While the film is competently animated, it shares the visual aesthetic of other modern children’s fare, meaning most of the characters appear to be constructed from polished Play-Doh, and the laws of physics are never in effect. Though the character designs were derived from the source material, a computer-animated film featuring a lead who looks like he was produced when a perpetually smirking bobcat mated with a Twinkie seems lazy, especially when that film is released in such close proximity to The Jungle Book. If anything, Ratchet’s cartoony sheen made me miss the awkwardly anthropomorphized facial expressions of Mowgli’s digital lupine brethren.
If Ratchet & Clank had been a gorgeously rendered visual triumph (it isn’t), it still would have been difficult to watch due solely to its weak characterization. While many of its characters are obvious references to sci-fi mainstays, none of them are developed in even a cursory manner. Instead of progressing through a character arc, the protagonist seems to be on something of a character escalator, propelled through the story without any volition to speak of and arriving at transitional moments as though they were dictated by a page number in the script rather than any narrative logic.
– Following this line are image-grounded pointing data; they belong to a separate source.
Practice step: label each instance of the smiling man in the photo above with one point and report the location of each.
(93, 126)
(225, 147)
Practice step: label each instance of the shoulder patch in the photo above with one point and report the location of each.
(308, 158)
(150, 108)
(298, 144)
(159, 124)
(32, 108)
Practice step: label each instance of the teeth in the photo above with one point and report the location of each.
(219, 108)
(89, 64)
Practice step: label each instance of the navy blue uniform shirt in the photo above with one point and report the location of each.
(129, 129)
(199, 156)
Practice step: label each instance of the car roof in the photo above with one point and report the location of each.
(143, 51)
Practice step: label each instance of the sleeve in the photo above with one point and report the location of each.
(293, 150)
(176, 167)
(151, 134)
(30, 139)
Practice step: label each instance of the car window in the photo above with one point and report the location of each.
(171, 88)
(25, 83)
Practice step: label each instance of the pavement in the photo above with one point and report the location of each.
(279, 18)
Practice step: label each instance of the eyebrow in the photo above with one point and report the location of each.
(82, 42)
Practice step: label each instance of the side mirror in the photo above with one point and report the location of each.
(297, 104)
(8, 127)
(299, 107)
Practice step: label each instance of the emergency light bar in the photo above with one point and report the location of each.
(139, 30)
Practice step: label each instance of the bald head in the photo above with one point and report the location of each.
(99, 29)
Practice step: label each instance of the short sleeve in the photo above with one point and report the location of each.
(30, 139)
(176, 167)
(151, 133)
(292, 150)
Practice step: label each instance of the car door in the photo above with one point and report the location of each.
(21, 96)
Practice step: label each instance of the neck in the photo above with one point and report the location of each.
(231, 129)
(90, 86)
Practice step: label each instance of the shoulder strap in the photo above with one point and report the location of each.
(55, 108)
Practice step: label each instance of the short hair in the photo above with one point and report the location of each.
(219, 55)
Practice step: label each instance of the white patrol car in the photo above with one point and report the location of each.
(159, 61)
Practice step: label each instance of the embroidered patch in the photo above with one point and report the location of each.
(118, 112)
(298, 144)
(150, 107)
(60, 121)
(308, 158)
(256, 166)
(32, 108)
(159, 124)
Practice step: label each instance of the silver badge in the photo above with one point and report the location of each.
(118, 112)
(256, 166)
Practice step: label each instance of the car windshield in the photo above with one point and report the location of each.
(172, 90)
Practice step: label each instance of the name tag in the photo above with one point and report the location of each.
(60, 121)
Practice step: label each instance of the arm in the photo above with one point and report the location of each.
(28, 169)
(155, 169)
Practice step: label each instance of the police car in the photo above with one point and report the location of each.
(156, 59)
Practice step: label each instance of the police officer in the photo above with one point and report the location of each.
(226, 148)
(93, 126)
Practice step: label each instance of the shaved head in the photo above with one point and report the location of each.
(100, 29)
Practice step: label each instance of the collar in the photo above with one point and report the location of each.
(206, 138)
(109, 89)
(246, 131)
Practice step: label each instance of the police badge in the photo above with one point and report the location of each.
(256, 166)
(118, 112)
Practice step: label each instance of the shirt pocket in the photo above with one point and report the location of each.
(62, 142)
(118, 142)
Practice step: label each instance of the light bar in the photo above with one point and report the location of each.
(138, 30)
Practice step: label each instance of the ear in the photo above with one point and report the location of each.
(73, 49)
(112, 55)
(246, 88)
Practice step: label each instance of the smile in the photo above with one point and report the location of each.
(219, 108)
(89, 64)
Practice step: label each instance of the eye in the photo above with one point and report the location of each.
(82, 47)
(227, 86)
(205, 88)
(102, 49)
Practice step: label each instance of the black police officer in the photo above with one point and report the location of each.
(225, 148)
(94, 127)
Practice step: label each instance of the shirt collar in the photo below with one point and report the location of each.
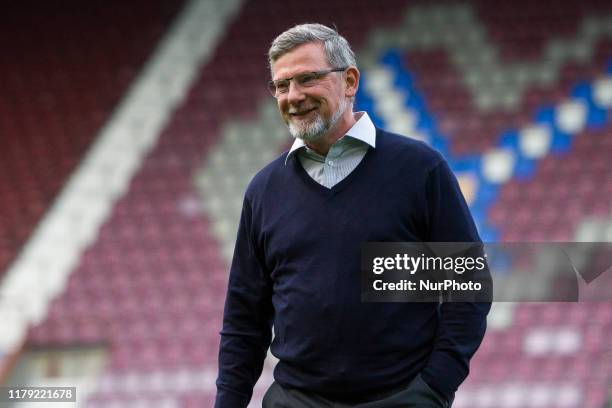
(362, 130)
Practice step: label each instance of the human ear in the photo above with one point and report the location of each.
(351, 81)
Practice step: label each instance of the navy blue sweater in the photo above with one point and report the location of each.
(297, 265)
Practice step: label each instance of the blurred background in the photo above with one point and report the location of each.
(129, 131)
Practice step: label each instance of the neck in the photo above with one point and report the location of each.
(325, 142)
If I can say one thing in support of Ratchet & Clank — and believe me, that’s a stretch — it would be that the decision to bring back most of the voice cast from the games is commendable. The central performances of the original cast are every bit as strong as those of the celebrities in ancillary roles. In some cases, they’re stronger (looking at you, Stallone). John Goodman in particular sounds like he’s bored to be involved, and Paul Giamatti seems to be entertaining himself by trying to deliver a broader performance than he did in Private Parts. To be fair, this film was never intended to be high art, and these otherwise laudable actors do have to pay the bills just like the rest of us.
There are two essential types of stupid movies: movies that are self-aware enough to have fun with their own stupidity, and movies who think the audience might overlook said stupidity. Ratchet & Clank is the latter. For a film aimed at children to fixate so completely on narcissistic gratification and the legitimacy of egoistic grandiosity as a life goal seems like a great disservice to that target audience. Even if the sociological implications were set aside, this would still be a terrible movie strictly on the basis of its lack of entertainment value. Rated PG for action and some rude humor.